Les femmes ont ouvert la caisse d'Agata et connaissent l'existence du sanctuaire sans savoir si la foi d'Agata sera suffisante pour permettre le miracle attendu. Lynx, moins déçu par l'inexistence d'une récompense que par le mysticisme d'Agata qu'il ne partage pas et trouve inquiétant, refuse d'aller plus loin malgré la supplication d'Agata. Il lui indique comment arriver à destination alors que la neige tombe.

Agata arrive devant un grand lac, dominé par d'impressionnantes montagnes enneigées. Elle accepte l'offre d'un passeur de lui faire traverser le lac. Impressionnée par la beauté et la tranquillité du lieu et sans doute découragée d'aller plus loin, Agata laisse aller la caisse hors de la barque. Puis elle plonge, désespérée, à sa recherche. Elle se noie.

Plus tard, Lynx est près du corps gelé d'Agata que le lac a rejeté. Constatant la mort d'Agata, il s'empare de la caisse mortuaire et continue son chemin vers le sanctuaire. Il aperçoit ainsi un champ de croix devant une église. La gardienne du sanctuaire le conduit dans l'église. Elle baptise l'enfant et miracle, il ouvre les yeux et respire.

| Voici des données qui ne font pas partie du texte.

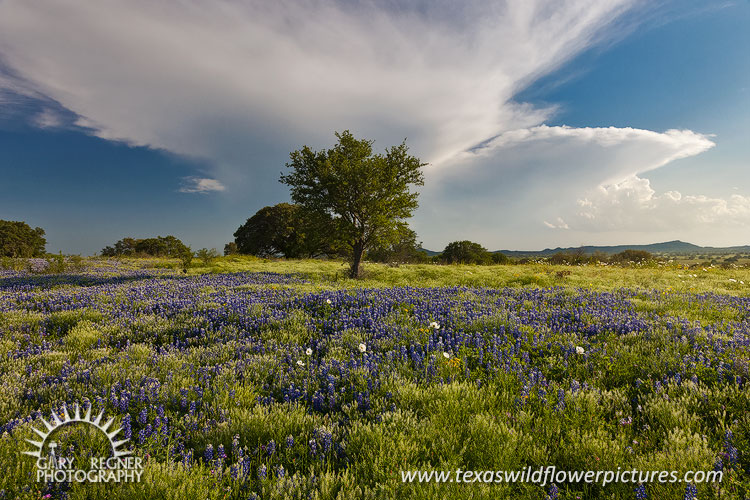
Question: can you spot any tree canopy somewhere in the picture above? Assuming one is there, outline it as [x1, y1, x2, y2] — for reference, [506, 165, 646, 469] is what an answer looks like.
[440, 240, 492, 264]
[0, 220, 47, 257]
[367, 226, 430, 263]
[234, 203, 335, 259]
[281, 130, 426, 278]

Lynx donne un nom à l'enfant et pleure d'émotion.

De nouveau dans les profondeurs du lac, Agata, morte, voit remonter son enfant. Morts chrétiennement tous les deux, ils peuvent se serrer, l'un contre l'autre.

Tourné exclusivement en dialecte de Vénétie et du Frioul, le film paraît d’abord comme une sorte de documentaire sur des communautés de pêcheurs et de métayers de Vénétie puis de mineurs et de villageois des montagnes du Frioul. Quand les liens se tissent entre Agata et Lynx, il se transforme en film d’aventures, odyssée initiatique de deux jeunes gens s’ouvrant à la connaissance de l'autre et à l'amour. Quand vient la révélation que Lynx est une femme, probablement rejetée par ses parents pour son esprit d'indépendance qui lui fait choisir des vêtements d'hommes, la dimension féministe, latente jusque-là, devient plus nette. Le film, déjà riche de ces dimensions se conclut enfin par un magnifique miracle à double détente.

L'Italie au début du XXe

Laura Samani a voulu situer le film en 1901 pour deux raisons. L’une, futile et très personnelle, est liée à la chanson "1901" du groupe Phoenix. L’autre, plus sérieuse, correspond à l’année où Sigmund Freud a commencé à partager ses études sur la psychanalyse. L’année 1901 était la dernière où la religion restait l’unique option. L’église proclame alors que les enfants mort-nés sont condamnés à errer éternellement dans les Limbes, sans nom et sans repos. Il faudra attendre 2007, pour que le Pape Benoît XVI déclare que les Limbes n’existent plus. Jusque-là, l’Église, apparentait ces baptêmes post-mortem à des actes de sorcellerie et ne les approuvait pas, préférant fermer les yeux. Au début du XXe, superstitions, paganisme et catholicisme forment ainsi un étrange mélange, reconstruit par la réalisatrice avec le mystérieux rituel initial au cours duquel on taillade la main d'Agata. Le rituel de cette première scène n’existe pas, il est inventé pour faire comprendre au public à quel point ces trois croyances se mêlaient dans l’esprit des gens, en empruntant de vraies coutumes italiennes qui mêlaient sang, salive et lait maternel. Agata offre son sang pour avoir un enfant en bonne santé. Mais ça ne marche pas.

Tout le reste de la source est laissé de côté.